Cada vez mais as crianças recorrem às tecnologias pela falta de brincarem ao ar livre. Com isso, a saúde como um todo fica comprometida.
  • A MIOPIA

A miopia pode ter causa genética ou ambiental. Trata-se de um problema ocular em que se consegue ver perfeitamente os objetos de perto, mas as coisas mais afastadas podem aparecer desfocadas.

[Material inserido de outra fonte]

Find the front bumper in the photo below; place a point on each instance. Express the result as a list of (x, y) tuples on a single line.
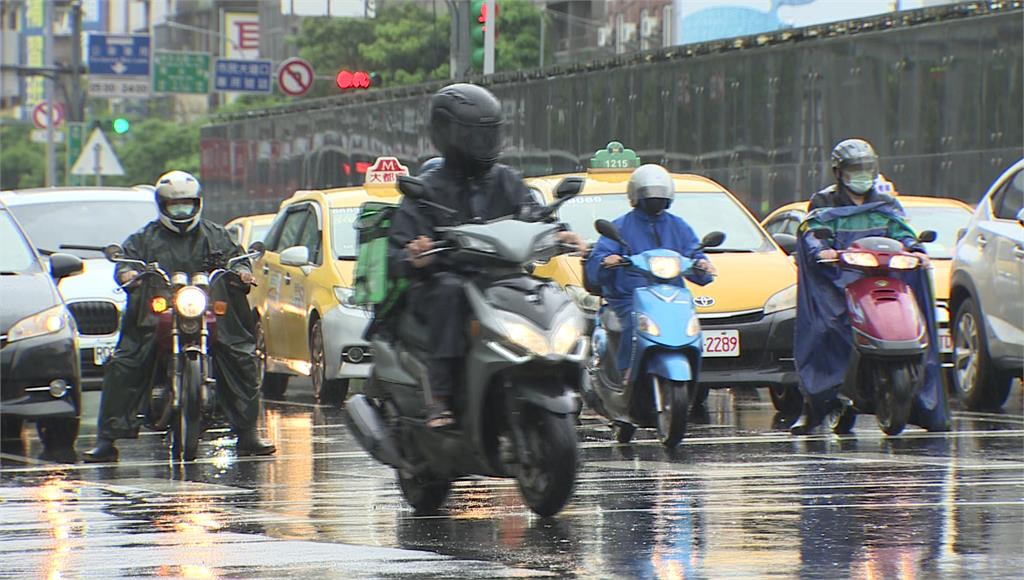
[(346, 354), (30, 366), (765, 351)]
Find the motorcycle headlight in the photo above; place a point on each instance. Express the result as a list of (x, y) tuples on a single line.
[(903, 262), (781, 300), (647, 326), (189, 301), (46, 322), (862, 259), (666, 267)]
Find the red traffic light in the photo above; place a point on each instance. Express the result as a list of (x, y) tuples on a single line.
[(347, 79)]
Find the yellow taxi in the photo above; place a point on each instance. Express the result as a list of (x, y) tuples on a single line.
[(307, 323), (943, 215), (249, 229), (747, 314)]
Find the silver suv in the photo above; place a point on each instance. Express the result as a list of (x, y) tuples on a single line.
[(987, 295)]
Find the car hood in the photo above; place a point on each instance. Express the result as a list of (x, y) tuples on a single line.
[(24, 295), (95, 283)]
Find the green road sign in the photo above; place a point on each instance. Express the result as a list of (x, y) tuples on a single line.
[(181, 72)]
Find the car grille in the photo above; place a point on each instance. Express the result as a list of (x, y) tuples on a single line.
[(95, 317)]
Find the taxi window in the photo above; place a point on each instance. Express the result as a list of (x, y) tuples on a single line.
[(342, 233), (943, 220), (704, 211)]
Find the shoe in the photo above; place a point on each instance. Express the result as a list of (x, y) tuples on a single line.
[(104, 452), (251, 444)]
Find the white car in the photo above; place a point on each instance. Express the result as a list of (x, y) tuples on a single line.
[(987, 295), (87, 216)]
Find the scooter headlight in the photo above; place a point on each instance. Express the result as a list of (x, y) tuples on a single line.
[(666, 267), (903, 262), (862, 259), (189, 301)]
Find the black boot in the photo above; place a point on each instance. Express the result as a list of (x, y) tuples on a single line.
[(104, 452), (251, 444)]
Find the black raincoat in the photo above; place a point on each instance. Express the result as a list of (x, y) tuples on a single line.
[(130, 371)]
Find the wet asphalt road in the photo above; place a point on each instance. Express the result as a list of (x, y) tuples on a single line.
[(739, 498)]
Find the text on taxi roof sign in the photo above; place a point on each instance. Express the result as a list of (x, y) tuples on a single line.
[(385, 170), (614, 157)]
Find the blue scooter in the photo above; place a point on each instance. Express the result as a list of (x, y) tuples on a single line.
[(667, 350)]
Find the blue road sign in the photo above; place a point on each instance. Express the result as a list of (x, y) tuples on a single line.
[(119, 54), (231, 75)]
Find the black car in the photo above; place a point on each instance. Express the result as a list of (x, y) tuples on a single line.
[(39, 362)]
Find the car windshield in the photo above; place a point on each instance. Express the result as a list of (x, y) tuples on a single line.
[(16, 256), (342, 233), (943, 220), (704, 211), (85, 222)]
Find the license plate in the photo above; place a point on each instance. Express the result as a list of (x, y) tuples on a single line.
[(721, 343), (945, 340), (101, 354)]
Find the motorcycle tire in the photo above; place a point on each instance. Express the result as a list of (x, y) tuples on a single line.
[(425, 494), (547, 483), (675, 409), (186, 425)]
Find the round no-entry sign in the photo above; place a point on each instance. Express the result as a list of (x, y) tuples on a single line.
[(41, 114), (295, 77)]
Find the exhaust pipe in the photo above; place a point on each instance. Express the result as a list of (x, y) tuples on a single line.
[(365, 422)]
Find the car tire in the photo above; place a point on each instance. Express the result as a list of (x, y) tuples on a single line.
[(272, 385), (979, 384), (328, 391)]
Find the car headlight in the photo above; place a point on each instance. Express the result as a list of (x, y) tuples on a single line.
[(189, 301), (863, 259), (46, 322), (782, 300), (665, 267), (647, 326), (584, 299), (903, 262)]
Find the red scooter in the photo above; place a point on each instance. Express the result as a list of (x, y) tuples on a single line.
[(890, 335)]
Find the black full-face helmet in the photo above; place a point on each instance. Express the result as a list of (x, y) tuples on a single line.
[(465, 126)]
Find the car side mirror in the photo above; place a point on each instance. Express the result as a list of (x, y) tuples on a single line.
[(296, 255), (786, 242), (62, 265)]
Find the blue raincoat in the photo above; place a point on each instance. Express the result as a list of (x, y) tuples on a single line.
[(642, 233), (824, 338)]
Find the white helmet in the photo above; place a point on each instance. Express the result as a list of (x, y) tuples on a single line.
[(178, 201)]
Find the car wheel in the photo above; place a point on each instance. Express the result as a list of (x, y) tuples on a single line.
[(979, 384), (273, 385), (328, 391)]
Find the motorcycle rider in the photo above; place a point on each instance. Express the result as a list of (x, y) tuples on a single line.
[(854, 207), (648, 225), (465, 126), (179, 240)]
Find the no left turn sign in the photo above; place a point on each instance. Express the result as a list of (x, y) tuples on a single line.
[(295, 77)]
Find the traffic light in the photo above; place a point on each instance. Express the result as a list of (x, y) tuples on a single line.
[(477, 30)]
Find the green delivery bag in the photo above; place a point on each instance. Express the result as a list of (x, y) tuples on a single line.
[(373, 287)]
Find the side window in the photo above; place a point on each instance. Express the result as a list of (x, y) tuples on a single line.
[(1008, 202)]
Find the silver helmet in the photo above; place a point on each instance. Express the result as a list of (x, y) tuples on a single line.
[(179, 201)]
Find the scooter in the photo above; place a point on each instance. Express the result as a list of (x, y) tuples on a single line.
[(517, 405), (890, 334), (667, 348)]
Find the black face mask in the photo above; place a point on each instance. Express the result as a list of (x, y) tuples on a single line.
[(654, 206)]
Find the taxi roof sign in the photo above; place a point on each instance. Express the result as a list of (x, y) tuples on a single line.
[(614, 157), (385, 171)]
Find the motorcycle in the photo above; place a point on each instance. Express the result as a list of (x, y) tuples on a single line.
[(890, 334), (667, 353), (185, 402), (517, 406)]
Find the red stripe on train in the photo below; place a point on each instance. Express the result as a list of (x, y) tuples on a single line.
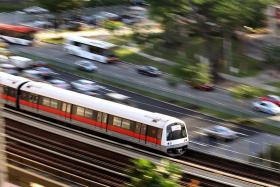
[(91, 122)]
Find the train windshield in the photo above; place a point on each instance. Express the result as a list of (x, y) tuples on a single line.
[(176, 131)]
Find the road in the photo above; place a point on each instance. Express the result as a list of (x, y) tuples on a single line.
[(126, 72), (249, 144)]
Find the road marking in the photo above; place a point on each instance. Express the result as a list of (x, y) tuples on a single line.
[(224, 145), (201, 133), (250, 141), (202, 144)]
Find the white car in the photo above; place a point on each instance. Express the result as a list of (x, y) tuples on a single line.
[(60, 83), (220, 132), (266, 107), (85, 85), (45, 72), (9, 68), (32, 74), (85, 65)]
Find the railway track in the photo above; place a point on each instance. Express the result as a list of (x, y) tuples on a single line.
[(226, 181), (55, 156)]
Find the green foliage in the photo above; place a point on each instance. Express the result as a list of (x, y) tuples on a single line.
[(173, 81), (196, 74), (272, 54), (246, 92), (57, 6), (145, 173), (112, 25), (94, 3)]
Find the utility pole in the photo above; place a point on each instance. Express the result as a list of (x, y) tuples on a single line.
[(3, 167)]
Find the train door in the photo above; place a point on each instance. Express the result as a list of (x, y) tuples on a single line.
[(66, 109), (143, 133)]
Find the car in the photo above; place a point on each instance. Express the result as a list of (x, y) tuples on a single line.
[(148, 70), (40, 64), (84, 86), (4, 59), (60, 83), (45, 72), (5, 52), (3, 44), (266, 107), (110, 16), (203, 87), (9, 68), (127, 19), (32, 74), (85, 65), (220, 132), (272, 98)]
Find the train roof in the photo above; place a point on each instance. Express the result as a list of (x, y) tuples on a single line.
[(88, 41), (117, 109), (11, 80)]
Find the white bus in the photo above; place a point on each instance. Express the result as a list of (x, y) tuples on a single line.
[(91, 49), (21, 35)]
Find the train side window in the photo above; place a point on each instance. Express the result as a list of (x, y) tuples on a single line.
[(5, 90), (143, 129), (94, 115), (152, 131), (117, 121), (104, 118), (54, 103), (46, 101), (126, 124), (23, 95), (34, 99), (12, 92), (159, 134), (80, 111), (88, 113), (99, 116), (137, 128), (110, 120), (64, 107)]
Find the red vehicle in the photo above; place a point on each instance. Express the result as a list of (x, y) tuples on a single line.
[(17, 34), (272, 98)]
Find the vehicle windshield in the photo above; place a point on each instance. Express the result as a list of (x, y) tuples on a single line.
[(109, 53), (176, 131)]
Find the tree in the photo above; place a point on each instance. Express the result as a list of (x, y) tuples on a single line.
[(204, 16), (112, 25), (195, 74), (146, 173), (58, 6)]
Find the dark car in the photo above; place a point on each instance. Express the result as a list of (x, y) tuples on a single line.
[(203, 87), (149, 71)]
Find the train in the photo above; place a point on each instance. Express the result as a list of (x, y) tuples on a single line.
[(154, 130)]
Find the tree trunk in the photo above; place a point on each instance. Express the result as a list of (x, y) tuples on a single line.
[(227, 50)]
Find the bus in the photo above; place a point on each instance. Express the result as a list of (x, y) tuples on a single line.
[(21, 35), (91, 49)]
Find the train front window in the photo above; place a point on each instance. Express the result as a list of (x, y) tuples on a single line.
[(176, 131)]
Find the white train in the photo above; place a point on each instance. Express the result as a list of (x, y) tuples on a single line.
[(154, 130)]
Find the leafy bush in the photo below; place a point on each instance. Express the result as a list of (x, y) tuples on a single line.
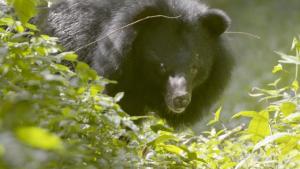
[(54, 117)]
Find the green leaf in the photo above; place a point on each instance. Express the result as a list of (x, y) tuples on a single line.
[(294, 118), (277, 68), (269, 139), (172, 149), (118, 96), (287, 108), (288, 59), (295, 85), (39, 138), (70, 56), (259, 126), (25, 9), (245, 114), (162, 139), (2, 150), (216, 118)]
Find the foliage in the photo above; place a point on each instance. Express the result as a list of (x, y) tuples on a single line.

É importante que os pais levem as crianças ao oftalmologista cedo, ainda antes da alfabetização para que não interfira neste processo. A primeira consulta, de acordo com Geraldo Canto, pode ser feita entre seis meses e um ano de idade, quando já é possível verificar a existência de um grau mais elevado, diferença de visão entre os olhos, diferença de grau ou fixação do olhar.

Cerca de 20% das crianças em idade escolar apresentam algum problema de visão – a miopia é a campeã.

O médico ainda ressalta que nem sempre é preciso usar óculos quando a criança é muito nova: As pessoas muito jovens com graus baixos não costumam ter indicação, a não ser que exista alguma dificuldade visual ou estrabismo detectado no exame. No geral, recomendamos óculos quando elas têm miopia acima de 1,5 grau, hipermetropia acima de 3 graus e astigmatismo acima de 1,5 grau”.

  • DICAS PARA OS PAIS

• Fazer a criança realizar atividades em ambientes externos diariamente, por 40 minutos, no mínimo.
• Não aproximar demais dos olhos os celulares, tablets, computadores e livros — eles devem ser mantidos a 30cm da face, no mínimo.
• Não se debruçar sobre o objeto de leitura.
• Manter a tela do computador a 50cm da face, no mínimo.
• Fazer intervalos frequentes enquanto estiver utilizando esses objetos. A cada 20 minutos, retirar o olhar deles e focalizar objetos distantes, por cerca de 20 segundos.
• Uso de tablets e celulares por crianças de 2 a 5 anos não deve ultrapassar 1 hora por dia.

COM A PALAVRA, OS MÉDICOS

Fonte: Correio Braziliense | Luiz Felipe Diniz, médico oftalmologista

• As cirurgias refrativas para correção do grau são indicadas somente depois dos 18 anos, desde que a graduação já tenha estabilizado.
• Para evitar mais prejuízos à visão, a recomendação é, desde cedo, ensinar as crianças a fazerem intervalos de cinco minutos a cada hora na frente das telas.
• Reduza o brilho dos monitores. Ajuste-os procurando deixar a visibilidade agradável para a vista. Não deixe o fundo muito claro nem muito escuro.
• Monitores de cristal líquido cansam menos a vista do que os antigos, de tubo, pois já vêm com superfície antirreflexo e melhor definição de imagens.